The Merge was supposed to be a family, the unifying of two neighborhoods through Jesus, but we were fractured. Looking back at The Merge last Christmas season, the Monday evening fellowship was difficult.
What happens when you combine students from two rival gang neighborhoods - Garnet & Maple - and urge them to see each other as one entity? We experienced resistance.
There was a faith community in Garnet, called Alpha, that had run for eight years. A familial trust was being experienced with Jesus at the center of it all.
In the past two years, the Maple youth started 601 Fellowship where students experienced God’s movement in powerful ways that have helped revitalize our neighborhood.
The Solidarity staff sensed that God was calling us to unify Alpha and 601 Fellowship into one Jesus-centered community.
The reality was that it felt easier to continue with the status quo and ignore the call remaining in our own neighborhoods.
God urged us to take a risk.
So, every week we switched which neighborhood would host The Merge. One week we drove students to Garnet and the next we’d transport them to Maple.
The staff leading The Merge found resistance within ourselves as we were fractured in vision, personalities, and leadership style. We were forced to figure out what parts of Alpha & 601 Fellowship had to die in order to birth this new expression of church.
Forming this new spiritual community was an uphill battle. Worship was practically challenging, the teaching time was uninspiring and culturally irrelevant, and the students hardly interacted with one another during dinner. Honestly, it felt forced.
The youth resisted this new family, almost waiting for this “new experiment” to fail. It seemed that everyone desired to go back to their respective neighborhoods and go back to the way things were.
Then, something amazing happened.
The students went to The OAKS Winter Camp and connected with one another by taking risks, worshiping God together, and speaking “words of life” over each other. They stopped claiming Maple or Garnet and started to identify as one group. God used the time at camp to move certain students into new leadership opportunities, engaging one another in deep vulnerability and prayer.
There has been a true “merging” of the two communities, one that can be a prophetic light to the church at large. The staff was encouraged by the connection made at camp, and God brought unity within our leadership.
We thought our story ended there, but God had even more in store for The Merge.
This past fall, the City of Fullerton held a community-wide meeting, announcing plans to develop the land the Maple 601 Community Center resides on, which would call for the Community Center to be taken down for a period of time. This was an opportunity for one neighborhood to support the other as the Garnet Merge students chose to stand with the Maple neighborhood for the sake of the building.
The city meeting was a beautiful picture of two rival communities coming together as one church, carrying one another's burdens. What we did not expect, though, was the introduction to an overlooked community right next door.

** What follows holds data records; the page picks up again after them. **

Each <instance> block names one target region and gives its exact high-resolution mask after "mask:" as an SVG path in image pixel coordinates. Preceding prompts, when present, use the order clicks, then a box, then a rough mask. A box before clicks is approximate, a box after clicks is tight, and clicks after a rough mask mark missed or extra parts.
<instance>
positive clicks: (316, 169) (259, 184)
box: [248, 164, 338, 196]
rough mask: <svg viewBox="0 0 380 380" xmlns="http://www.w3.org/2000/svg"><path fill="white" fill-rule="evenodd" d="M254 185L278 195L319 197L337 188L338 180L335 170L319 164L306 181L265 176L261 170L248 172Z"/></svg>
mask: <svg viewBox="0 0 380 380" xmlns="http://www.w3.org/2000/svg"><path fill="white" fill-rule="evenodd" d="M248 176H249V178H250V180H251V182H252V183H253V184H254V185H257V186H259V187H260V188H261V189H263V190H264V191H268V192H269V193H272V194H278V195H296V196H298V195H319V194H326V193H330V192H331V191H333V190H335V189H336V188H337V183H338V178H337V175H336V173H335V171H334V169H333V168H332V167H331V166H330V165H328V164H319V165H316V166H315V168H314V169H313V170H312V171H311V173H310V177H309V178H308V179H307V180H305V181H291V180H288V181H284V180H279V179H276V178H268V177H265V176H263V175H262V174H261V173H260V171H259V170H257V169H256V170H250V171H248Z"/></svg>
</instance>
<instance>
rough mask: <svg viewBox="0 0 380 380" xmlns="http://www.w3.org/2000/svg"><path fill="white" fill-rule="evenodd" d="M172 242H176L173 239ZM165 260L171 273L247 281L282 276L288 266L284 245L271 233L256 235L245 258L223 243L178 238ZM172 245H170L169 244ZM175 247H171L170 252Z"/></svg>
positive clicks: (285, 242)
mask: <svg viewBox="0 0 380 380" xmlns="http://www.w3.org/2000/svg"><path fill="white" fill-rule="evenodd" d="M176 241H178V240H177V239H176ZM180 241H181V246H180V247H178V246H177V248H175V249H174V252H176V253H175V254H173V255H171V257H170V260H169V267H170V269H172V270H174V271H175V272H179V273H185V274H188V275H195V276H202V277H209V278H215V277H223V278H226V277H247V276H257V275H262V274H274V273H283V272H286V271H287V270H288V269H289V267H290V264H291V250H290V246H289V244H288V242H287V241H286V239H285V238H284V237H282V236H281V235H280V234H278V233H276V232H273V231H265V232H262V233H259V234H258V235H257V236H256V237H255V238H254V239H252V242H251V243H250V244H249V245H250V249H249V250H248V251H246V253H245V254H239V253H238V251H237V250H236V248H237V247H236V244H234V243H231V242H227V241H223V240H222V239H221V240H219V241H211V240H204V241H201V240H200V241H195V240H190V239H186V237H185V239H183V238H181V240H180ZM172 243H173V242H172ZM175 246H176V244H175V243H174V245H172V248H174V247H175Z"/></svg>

A block away on the South side of the Maple 601 Community Center lies Rancho La Paz, a mobile home community. Some of their concerned members came to the city meeting regarding the new development. During the meeting, it became apparent that the Rancho La Paz residents were not in favor of the new development. Through different comments and voiced opinions about the surrounding community, one of the Merge students asked, “Why are they afraid of us, we should do something about that.”
This student felt that we needed to build relationship with the mobile home park. He suggested that The Merge should host a Bingo night for the unknown neighbors.
“Let’s invite them to hang out with us and see that we are not bad people.”
Just before Thanksgiving the Merge hosted its first ever Bingo night. Seven residents from the Rancho La Paz community came that night. There was laughter, sharing a meal, and childlike excitement for Bingo. After the night was over, one of the residents asked, “Do you do Bingo night every Monday night?”
We said no, but invited her to Monday night Merge in the other neighborhood, thinking she and her friends would not be interested in attending a youth group type of night on the other side of town. To our surprise she said she would go.
That following Monday, Diana and her family showed up for Thanksgiving dinner at Garnet Community Church.
That night a young man on the fringes of the gang sat next to an elderly woman and her family. A younger girl who was from a completely different neighborhood played with the daughter of a Solidarity staff member while she was busy consoling her two foster children.
A little over a year has passed since the Solidarity staff first sensed God calling these different communities to unify under His name. This past Thanksgiving, these seemingly disparate groups formed one unique Christ-centered family. It is a merging that could have only been orchestrated by God.